12–17 Apr 2021
Africa/Johannesburg timezone

Search for Dark Matter Annihilation from the Milky Way Dwarf Spheroidal Galaxies with Twelve Years of Fermi-LAT Data

12 Apr 2021, 18:15
15m
Contributed Dark Matter Indirect Dark Matter Searches

Speaker

Christopher Michael Karwin

Description

The upper limits from the Milky Way (MW) dwarf spheroidal galaxies remain one of the most important constraints on dark matter (DM) annihilation, and specifically, they are crucial for DM interpretations of the Galactic center excess. The last detailed analysis by the Fermi-LAT Collaboration dedicated to studying the dwarfs was published in 2017, using roughly 6 years of data.
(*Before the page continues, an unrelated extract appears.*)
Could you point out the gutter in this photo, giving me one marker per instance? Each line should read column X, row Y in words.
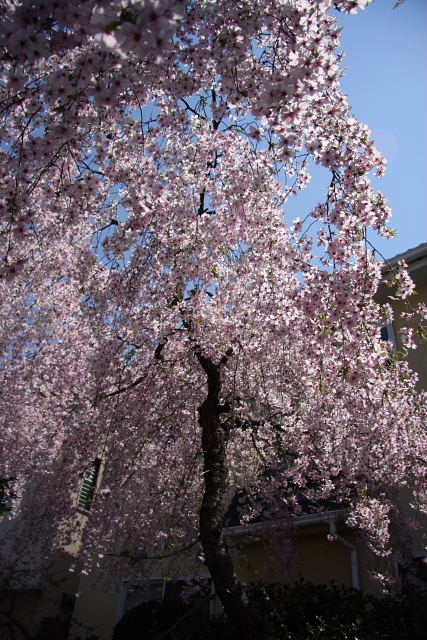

Now, with over twice as much data, an updated MW satellite census, and in anticipation for the upcoming Vera Rubin Observatory, it is an ideal time for an updated dwarf DM analysis. With this in mind, we have undertaken a new study of the dwarfs, and in this talk I will outline the analysis and present preliminary results. Additionally, as part of the analysis we make use of DMSky (a tool for calculating J-factors and cataloging the different values from the literature), and we work to further develop this tool to make it increasingly useful to the DM community.